Pesados e imóveis, os toros deixam um passado esclavagista a descoberto, um gatilho para questionar a história, a linguagem, a arquitetura e a violência instaurada durante vários séculos de domínio colonial. Mesmo para o transeunte mais incauto -- sem uma noção prévia dos temas que ocupam a agenda desta artista portuguesa radicada em Berlim --, esta é uma instalação agridoce, tão incómoda quanto maravilhosa.
"Trabalho sempre com a emoção, mas também com temas extremamente violentos e dolorosos, com feridas, com dores e com trauma. Uma das coisas que mais me fascina é o contraste: produzir imagens e linguagens extremamente poéticas para lidar com essa violência.

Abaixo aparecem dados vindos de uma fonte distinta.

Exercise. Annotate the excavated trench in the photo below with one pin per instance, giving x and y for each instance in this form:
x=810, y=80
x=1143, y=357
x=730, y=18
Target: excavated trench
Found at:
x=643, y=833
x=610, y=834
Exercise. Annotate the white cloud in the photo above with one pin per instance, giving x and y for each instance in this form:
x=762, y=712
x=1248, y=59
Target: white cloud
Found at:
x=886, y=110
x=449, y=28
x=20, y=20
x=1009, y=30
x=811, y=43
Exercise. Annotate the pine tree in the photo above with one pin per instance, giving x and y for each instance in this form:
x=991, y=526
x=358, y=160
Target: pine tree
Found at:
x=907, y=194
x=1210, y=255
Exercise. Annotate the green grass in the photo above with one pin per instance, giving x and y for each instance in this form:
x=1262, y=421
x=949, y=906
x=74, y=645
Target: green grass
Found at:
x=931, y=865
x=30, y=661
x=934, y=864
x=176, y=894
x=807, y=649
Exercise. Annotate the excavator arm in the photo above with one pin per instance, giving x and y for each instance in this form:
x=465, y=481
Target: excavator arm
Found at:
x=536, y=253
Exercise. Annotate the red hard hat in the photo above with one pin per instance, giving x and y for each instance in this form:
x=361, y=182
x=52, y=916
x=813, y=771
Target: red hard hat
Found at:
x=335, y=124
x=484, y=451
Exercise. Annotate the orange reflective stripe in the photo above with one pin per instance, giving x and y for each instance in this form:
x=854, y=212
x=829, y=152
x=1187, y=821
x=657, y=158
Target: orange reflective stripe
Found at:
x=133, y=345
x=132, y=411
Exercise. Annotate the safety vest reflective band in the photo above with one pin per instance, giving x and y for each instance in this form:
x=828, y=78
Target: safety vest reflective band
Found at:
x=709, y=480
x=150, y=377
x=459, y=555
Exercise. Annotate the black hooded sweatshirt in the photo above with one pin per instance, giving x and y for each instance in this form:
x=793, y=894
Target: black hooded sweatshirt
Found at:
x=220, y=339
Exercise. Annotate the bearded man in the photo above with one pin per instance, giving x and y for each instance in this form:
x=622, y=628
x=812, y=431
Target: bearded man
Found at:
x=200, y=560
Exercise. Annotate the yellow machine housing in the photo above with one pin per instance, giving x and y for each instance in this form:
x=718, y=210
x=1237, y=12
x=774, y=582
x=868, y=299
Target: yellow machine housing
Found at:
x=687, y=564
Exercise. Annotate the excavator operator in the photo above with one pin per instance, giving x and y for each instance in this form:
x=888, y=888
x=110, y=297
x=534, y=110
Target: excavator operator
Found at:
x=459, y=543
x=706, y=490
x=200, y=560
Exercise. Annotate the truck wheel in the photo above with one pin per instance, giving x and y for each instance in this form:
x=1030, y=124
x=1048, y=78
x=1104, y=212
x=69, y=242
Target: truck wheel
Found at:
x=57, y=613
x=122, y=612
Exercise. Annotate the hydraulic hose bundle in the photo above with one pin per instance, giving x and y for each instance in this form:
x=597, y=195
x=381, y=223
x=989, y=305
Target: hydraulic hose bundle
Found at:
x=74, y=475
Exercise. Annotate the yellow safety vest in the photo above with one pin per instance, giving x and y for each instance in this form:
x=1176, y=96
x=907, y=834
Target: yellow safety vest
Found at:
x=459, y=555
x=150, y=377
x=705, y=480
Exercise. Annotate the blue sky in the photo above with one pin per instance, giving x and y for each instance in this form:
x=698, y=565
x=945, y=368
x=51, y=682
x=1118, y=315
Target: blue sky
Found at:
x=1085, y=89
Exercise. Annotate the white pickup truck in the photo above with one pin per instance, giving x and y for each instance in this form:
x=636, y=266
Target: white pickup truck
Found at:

E com esse contraste é possível entrar dentro do interior das pessoas, de todas as pessoas", descreve Grada, em conversa com a Time Out Lisboa.
Kilomba quis que esta obra nascesse em Lisboa, apesar dos convites para desenvolver o projeto em Itália e em Nova Iorque. Recusou-os e regressou à cidade onde cresceu e que, em 2019, a convidou a conceber um memorial às vítimas da escravatura. "O Barco" nasceu aí, embora tenham sido as canas de açúcar de Kiluanji Kia Henda a instalação escolhida para o renovado Campo das Cebolas.
O movimento Black Lives Matter viria um ano depois, acendendo o debate em torno de símbolos coloniais e esclavagistas espalhadas pelo mundo ocidental. Lisboa não fica de fora desta reflexão, pelo contrário. "Como é que caminhamos por tantas cidades na Europa e continuamos a ver parte da história apagada? Em Lisboa, a escravatura continua a estar gravada em vários monumentos e sempre com uma entoação de glória. Como é que se apagam quase 500 anos de história, mantendo apenas a ponta o iceberg à vista e tudo o resto escondido debaixo de água?", reflete a autora.
Aqui, numa interpretação do "glorioso barco", Grada propõe-se a reescrever a história a partir dos trechos suprimidos. "Somos acusados de estar sempre a falar em escravatura. Pois bem, esta história -- esta ferida -- nunca foi bem contada. E quando isso acontece, a história repete-se", continua.
Racismo, homofobia e misoginia têm sido pontos pontos fulcrais no discurso artístico de Grada Kilomba. Nos corpos depositados no porão revê a mesma noção de hierarquia humana que já tinha trabalhado quando explorou o clássico "Antígona" em 2020. Um caminho que a leva a questionar edifícios e monumentos, mas também a própria linguagem -- "Descobrimentos? Um continente com milhões de pessoas não pode ser descoberto".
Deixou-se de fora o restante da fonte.